I recently encountered a certain security appliance (BlueCoat) which requires that all connections to the internet must be proxied through it (hello there, man-in-the-middle) and accordingly uses a special SSL certificate to intercept all traffic.
This prevented the normal operation of Git, even though the appropriate http.proxy
and http.sslCAInfo
properties were set to make sure that the SSL connection itself works.

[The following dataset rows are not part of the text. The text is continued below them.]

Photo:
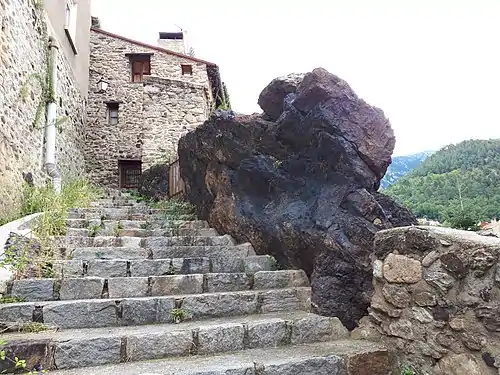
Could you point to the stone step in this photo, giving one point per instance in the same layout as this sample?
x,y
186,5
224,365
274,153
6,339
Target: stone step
x,y
77,288
84,232
87,253
155,310
158,267
156,223
72,242
342,357
114,213
90,347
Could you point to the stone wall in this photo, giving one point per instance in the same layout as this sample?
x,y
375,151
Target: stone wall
x,y
23,44
437,299
153,115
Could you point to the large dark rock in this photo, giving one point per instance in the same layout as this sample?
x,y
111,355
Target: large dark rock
x,y
302,188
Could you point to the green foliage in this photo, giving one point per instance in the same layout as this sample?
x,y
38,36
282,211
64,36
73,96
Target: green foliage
x,y
94,230
458,185
117,229
23,255
407,370
15,363
34,327
74,194
179,315
176,209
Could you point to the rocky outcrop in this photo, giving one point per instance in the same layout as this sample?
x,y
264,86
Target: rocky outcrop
x,y
302,188
154,182
437,299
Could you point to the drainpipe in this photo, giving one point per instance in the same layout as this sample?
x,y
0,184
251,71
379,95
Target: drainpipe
x,y
50,126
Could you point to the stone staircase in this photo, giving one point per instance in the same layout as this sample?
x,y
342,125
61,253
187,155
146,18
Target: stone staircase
x,y
133,293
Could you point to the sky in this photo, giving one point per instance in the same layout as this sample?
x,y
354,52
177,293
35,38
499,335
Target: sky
x,y
432,66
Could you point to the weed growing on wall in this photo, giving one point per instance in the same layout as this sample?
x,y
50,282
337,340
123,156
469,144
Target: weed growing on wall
x,y
33,257
42,81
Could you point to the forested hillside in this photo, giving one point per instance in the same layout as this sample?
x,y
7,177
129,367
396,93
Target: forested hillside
x,y
456,183
401,166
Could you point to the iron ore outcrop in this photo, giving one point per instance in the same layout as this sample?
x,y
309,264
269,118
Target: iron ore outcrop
x,y
300,182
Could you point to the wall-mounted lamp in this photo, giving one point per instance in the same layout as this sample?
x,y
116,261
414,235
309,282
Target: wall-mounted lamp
x,y
102,85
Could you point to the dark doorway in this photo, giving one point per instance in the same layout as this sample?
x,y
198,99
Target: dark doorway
x,y
130,173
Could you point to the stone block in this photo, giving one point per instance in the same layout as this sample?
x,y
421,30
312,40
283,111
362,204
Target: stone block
x,y
269,333
81,314
227,282
315,328
228,264
33,289
177,284
284,300
72,268
149,267
107,268
16,312
459,364
438,277
87,352
151,310
123,287
396,295
280,279
186,266
222,338
331,365
130,241
159,345
81,288
220,305
258,263
401,269
373,361
107,241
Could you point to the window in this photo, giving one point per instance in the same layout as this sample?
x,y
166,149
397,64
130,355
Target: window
x,y
112,113
187,69
70,22
130,173
141,66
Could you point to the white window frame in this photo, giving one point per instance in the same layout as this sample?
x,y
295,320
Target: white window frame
x,y
71,12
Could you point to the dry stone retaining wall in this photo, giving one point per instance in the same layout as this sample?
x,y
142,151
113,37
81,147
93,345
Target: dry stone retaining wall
x,y
22,55
437,299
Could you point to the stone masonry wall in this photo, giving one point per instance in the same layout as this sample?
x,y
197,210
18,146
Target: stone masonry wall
x,y
23,44
437,299
153,115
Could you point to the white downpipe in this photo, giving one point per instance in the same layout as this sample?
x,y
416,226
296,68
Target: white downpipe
x,y
50,127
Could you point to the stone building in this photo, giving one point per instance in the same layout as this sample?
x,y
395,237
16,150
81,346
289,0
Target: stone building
x,y
151,96
25,29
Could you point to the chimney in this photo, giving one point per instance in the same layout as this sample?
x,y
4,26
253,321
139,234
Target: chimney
x,y
174,41
96,22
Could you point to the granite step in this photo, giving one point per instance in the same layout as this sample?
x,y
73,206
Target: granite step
x,y
212,239
341,357
95,313
154,223
171,232
116,213
158,267
77,288
87,253
84,347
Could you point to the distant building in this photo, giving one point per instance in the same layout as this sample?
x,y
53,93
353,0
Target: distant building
x,y
121,105
153,96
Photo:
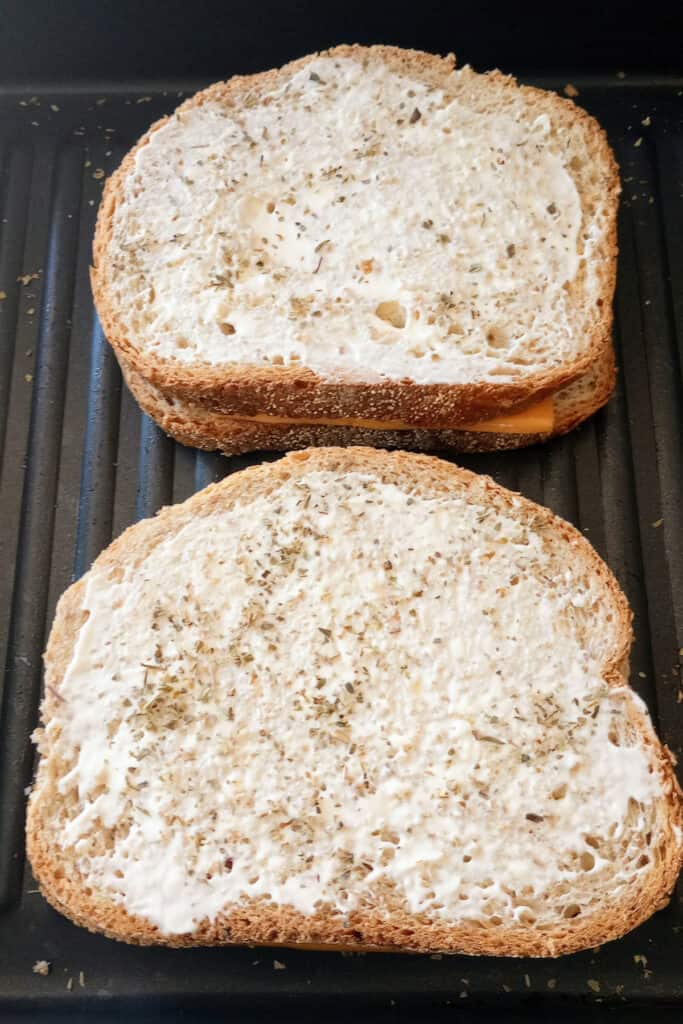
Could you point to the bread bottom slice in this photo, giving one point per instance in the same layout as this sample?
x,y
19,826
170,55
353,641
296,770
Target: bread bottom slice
x,y
351,699
198,426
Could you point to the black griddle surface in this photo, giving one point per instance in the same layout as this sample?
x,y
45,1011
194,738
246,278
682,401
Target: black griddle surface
x,y
80,463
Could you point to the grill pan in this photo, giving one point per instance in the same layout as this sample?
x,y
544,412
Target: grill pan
x,y
79,463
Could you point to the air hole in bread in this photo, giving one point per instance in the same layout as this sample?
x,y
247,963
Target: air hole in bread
x,y
391,312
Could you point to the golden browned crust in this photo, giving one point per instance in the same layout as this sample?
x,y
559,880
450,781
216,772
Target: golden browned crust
x,y
245,389
258,922
193,424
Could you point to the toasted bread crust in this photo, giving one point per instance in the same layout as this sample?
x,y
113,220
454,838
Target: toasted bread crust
x,y
191,424
244,389
257,922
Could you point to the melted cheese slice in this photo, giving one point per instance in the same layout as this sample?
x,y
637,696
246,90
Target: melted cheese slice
x,y
538,419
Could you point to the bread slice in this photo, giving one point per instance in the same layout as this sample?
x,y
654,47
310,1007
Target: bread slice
x,y
365,233
351,698
199,426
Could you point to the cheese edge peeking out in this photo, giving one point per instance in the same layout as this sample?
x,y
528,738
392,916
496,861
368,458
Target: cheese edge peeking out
x,y
538,419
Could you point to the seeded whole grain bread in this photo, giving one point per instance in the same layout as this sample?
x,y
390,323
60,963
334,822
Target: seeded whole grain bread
x,y
245,741
199,426
366,232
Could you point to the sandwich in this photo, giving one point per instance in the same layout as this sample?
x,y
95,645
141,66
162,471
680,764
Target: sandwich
x,y
351,699
366,246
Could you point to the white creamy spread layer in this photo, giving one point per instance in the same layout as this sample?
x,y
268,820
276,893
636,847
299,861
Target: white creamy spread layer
x,y
364,224
344,693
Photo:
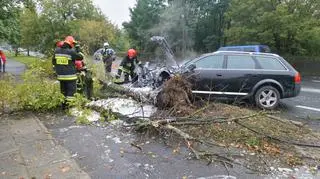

Using the environment variable GIT_CURL_VERBOSE=1
, we found that when using git clone
, a HTTP 407 (Proxy authentication required) occurs. Git fulfils this authentication properly and at the end of this, the appliance returns a HTTP 200 with a cookie header Set-Cookie
.
Git then will connect to the target server, but without the cookie, leading to a HTTP 401.
The solution for this is to set the git configuration option http.saveCookies=true
Question: Is it actually permitted by the RFC standards that an intermediate proxy adds cookies?
Anthony Rich asked the same question to the http-state mailing list but without any response. He did note that in
RFC 2965 HTTP State Management Mechanism, 3.5 Caching Proxy Role it says: Proxies MUST NOT introduce Set-Cookie2 (Cookie) headers of their own in proxy responses (requests).
However, the superseding RFC 6265 doesn't mention this anymore at all.